LearnBoost / up

Zero-downtime reloads and requests load balancer based on distribute.
540 stars 73 forks source link

Discussion: should the master spawn a new worker if an exception kills one? #21

Open brianloveswords opened 12 years ago

brianloveswords commented 12 years ago

Is it/should it be one of the design goals of up to add a new worker to the pool if one dies unexpectedly?

A contrived example, but a server like the following can only survive N requests, where N is the initial number of spawned workers.

// server.js
function hdlr (request, response) {
  response.end(''+Math.random());
  process.nextTick(function () { crash(); })
}
module.exports = require('http').createServer(hdlr);

I think it'd be great if up could ensure that it never gets to a point where there are zero active workers. I've been experimenting with using up in a semi-production environment and I've been burnt by this before, but I wanted to make sure this wasn't a WONTFIX type of issue before putting any time into patching it.
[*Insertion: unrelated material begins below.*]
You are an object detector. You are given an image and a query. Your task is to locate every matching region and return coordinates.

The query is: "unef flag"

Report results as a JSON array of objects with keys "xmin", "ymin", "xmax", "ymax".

arohter commented 12 years ago

I'd definitely love support for dead worker respawning.

For me, a simple pair of config options would work, as per https://github.com/LearnBoost/up/issues/2 discussion:

1) max respawn rate - don't respawn more frequently than once per XX sec

2) worker listen timeout - if a spawned worker fails to listen in XX sec, kill worker

Both of those are really just primitive safety measures, and could just be based on a single interval config value.

Not looking for anything sophisticated - just a simple and reliable way to occasionally restart dead processes in an otherwise-healthy system - more permanent/disastrous problems can be detected an dealt with elsewhere.

brianloveswords commented 12 years ago

Ahh I should have read more closely, I didn't realize issue #2 was basically talking about this. I suppose I can take that to mean that it's a goal waiting for an implementation?